In cambio, dei benefici non meglio specificati dal testo del Supply chain act.

Italia in prima linea nel rinvio

A provocare lo stop sono state le perplessità delle imprese europee, che avevano lanciato l’allarme: gli obblighi di verifica lungo tutta la catena di fornitura genererebbero un aumento dei costi di approvvigionamento e monitoraggio. L’appello dell’associazione delle confindustrie europee BusinessEurope è stato accolto.

Come riporta Il Sole 24Ore, decisivo è stato il dietrofront di Germania, Austria, Finlandia e Italia, dopo l’appello lanciato dalle associazioni confindustriali nazionali e da quella continentale BusinessEurope. La richiesta di rinviare il voto sulla Supply chain act è arrivata in maniera particolarmente decisa dagli industriali di Germania e Italia. L’aumento dei costi, sottolineano, metterebbe in serie difficoltà le imprese con possibili conseguenze inflazionistiche. E quindi con le conseguenze, purtroppo ben note, sui tassi di interesse.

Confindustria aveva chiesto ufficialmente al Governo di astenersi (quindi di esprimere una posizione negativa) sulla proposta di direttiva al voto finale.

La Germania ha abbandonato la linea ecologica che ha contraddistinto il suo supporto alla Commissione von der Leyen a trazione green, condividendo la posizione italiana. Finora l’Italia era la sola in Europa con quest’orientamento, giudicato inadeguato di fronte all’emergenza dei cambiamenti climatici in atto.

Come è andato il voto sulla Csddd

Il rinvio è arrivato dopo che anche la Germania, seguendo la scelta di Austria, Finlandia e Italia, ha fatto sapere che si sarebbe astenuta al momento della votazione. Giova ricordare che in questo caso l’astensione equivale a un voto negativo. Se si fosse votato oggi, quindi, la Csddd non avrebbe raggiunto la maggioranza necessaria.
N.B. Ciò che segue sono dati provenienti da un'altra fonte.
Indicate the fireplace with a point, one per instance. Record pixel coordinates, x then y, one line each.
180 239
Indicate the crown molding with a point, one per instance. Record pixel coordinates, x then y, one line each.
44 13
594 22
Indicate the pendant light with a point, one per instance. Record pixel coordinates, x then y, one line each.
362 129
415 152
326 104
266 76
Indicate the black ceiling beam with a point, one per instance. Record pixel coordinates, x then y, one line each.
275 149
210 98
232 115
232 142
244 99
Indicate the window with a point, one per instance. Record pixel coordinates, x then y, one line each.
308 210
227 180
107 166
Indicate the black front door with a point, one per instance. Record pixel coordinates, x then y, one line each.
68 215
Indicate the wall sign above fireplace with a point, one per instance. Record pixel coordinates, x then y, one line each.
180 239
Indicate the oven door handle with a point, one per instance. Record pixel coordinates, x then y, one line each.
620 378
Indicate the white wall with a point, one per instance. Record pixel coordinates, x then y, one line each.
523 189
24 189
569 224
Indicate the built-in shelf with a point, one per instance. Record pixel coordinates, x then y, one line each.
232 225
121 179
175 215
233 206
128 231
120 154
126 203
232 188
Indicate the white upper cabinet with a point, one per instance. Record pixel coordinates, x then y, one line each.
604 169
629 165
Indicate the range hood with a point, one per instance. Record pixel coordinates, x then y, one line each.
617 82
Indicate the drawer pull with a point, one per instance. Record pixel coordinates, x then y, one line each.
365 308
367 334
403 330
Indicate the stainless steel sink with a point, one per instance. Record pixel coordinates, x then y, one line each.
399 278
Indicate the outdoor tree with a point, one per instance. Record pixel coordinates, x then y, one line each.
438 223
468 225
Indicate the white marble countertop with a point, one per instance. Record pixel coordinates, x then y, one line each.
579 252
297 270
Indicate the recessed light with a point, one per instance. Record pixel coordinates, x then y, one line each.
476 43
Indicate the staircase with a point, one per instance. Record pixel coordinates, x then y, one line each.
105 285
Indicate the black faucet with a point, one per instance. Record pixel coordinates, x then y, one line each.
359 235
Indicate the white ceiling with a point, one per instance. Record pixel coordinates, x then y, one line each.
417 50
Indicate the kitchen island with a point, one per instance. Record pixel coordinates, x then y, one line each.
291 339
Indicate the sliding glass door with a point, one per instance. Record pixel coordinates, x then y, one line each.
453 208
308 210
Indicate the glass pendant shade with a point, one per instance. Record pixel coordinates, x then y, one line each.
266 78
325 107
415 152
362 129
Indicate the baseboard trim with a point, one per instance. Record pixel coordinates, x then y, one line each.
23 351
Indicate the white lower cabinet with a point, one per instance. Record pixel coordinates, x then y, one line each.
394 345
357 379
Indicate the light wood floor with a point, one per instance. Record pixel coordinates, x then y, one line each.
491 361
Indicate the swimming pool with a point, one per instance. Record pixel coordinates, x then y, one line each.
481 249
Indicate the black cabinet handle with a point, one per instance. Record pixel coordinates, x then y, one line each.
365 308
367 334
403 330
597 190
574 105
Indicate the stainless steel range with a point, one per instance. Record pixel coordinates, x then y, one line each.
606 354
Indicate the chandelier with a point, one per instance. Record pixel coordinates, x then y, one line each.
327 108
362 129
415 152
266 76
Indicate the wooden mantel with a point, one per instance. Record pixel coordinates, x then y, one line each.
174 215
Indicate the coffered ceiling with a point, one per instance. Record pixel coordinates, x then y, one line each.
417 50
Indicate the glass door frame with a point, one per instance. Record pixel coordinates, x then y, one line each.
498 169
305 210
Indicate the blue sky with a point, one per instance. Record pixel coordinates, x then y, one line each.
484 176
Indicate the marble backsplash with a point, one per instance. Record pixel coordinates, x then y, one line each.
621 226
Ancora una volta si instaura l’annoso dibattito tra esigenze ambientali ed esigenze economiche e gestionali delle imprese. Un dibattito analogo si è sollevato in merito alle auto elettriche. In quel caso, proprio l’improvviso stop agli incentivi decretato in Germania ha portato giù con sé il mercato europeo.

Solo ieri Consiglio e Parlamento Ue hanno raggiunto un accordo per prorogare di due anni l’entrata in vigore della Csrd (Corporate Sustainability Reporting Directive) per alcuni settori e per le aziende di Paesi terzi.

Quest’ultima direttiva dovrebbe segnare la svolta nell’ambito della trasformazione ecologica, ma adesso le imprese fanno sentire più forte la propria voce. Supply chain act e Csrd sono due facce di una stessa medaglia: la necessità di trovare un equilibrio tra produttività e sostenibilità. Un compromesso sempre più difficile e sempre più urgente.